'Tracking' is a body of work about learning to track animals, and more broadly learning to become a Trails guide - someone who takes people on guided walks in the African bush. The texts that appear here are extracts from a longer piece and are randomised, meaning they appear in random order. You are invited to click through to the next text, but the panels do not construct a linear narrative, and will not appear in the same order twice.
Hills sunken purple coated with russets, yellow, pallid gold of late autumn. A sinking is happening in the land, but where. We intuit the presence of the deep gorge, the sluggish river serpentining through it, the impassability to the north, south, to the east, that cordons us off from the known world. We are in the wilderness and he is our guide. We trust him with the abandon generated by necessity. He is on his own with us, we are his charges. He is leading us toward knowledge, self-discovery, toward the green garrison of mopane that ensnares us.

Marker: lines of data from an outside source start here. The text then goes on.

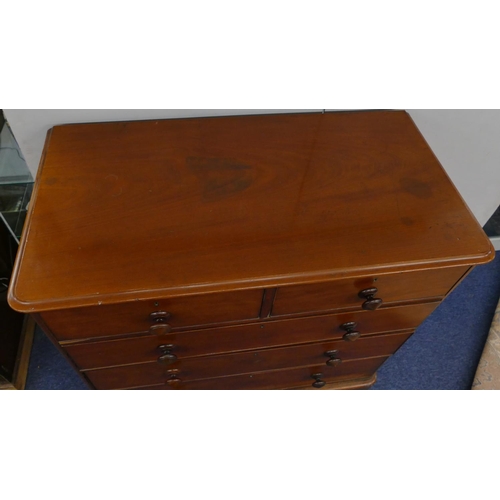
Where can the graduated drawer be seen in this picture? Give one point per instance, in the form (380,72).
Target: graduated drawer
(321,354)
(134,317)
(344,293)
(282,379)
(247,337)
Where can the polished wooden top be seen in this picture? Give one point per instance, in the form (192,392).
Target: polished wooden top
(126,211)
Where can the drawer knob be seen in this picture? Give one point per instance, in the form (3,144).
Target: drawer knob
(334,359)
(160,329)
(159,316)
(318,384)
(173,377)
(371,303)
(174,380)
(167,357)
(351,334)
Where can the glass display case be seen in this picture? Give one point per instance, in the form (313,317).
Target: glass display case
(16,330)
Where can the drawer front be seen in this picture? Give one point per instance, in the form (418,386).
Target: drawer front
(134,317)
(283,379)
(321,354)
(248,337)
(341,294)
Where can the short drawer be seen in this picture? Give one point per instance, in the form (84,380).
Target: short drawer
(344,293)
(283,379)
(134,317)
(261,335)
(324,354)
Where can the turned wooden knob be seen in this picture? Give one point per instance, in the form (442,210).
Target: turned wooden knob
(351,334)
(167,357)
(318,384)
(160,329)
(371,303)
(159,316)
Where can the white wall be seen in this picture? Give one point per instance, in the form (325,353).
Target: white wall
(465,141)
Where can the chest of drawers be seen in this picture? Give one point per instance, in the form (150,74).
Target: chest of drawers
(261,252)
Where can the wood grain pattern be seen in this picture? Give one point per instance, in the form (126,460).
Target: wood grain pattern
(250,362)
(148,210)
(134,317)
(246,337)
(340,294)
(297,377)
(255,234)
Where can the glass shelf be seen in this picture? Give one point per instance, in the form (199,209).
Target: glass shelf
(16,182)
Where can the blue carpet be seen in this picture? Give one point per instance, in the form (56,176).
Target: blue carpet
(442,355)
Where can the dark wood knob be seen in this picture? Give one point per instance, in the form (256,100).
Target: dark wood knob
(318,384)
(334,359)
(160,329)
(167,359)
(174,381)
(159,316)
(173,377)
(351,334)
(371,303)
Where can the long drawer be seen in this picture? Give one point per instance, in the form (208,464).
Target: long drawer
(322,354)
(135,317)
(283,379)
(344,293)
(247,337)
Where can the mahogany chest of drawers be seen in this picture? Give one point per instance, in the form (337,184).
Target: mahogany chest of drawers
(260,252)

This land is enigmatic. It does not have a single version of itself to offer us, to project. It is not the desert or the savannah, a monochrome immensity which instantly commands our attention. It is furtive, sly, forgotten. Several life zones collide here an the vegetation and animals and birds are all in a confusion.
We are tantalised by the rare sighting of a Palm-nut vulture. We tear off in search of him, binoculars balanced on the dash board. The Palm-nut vulture belongs in tropical coastal forests and we are 70 kilometres away from that. He is off-course in the off-season. He is lost.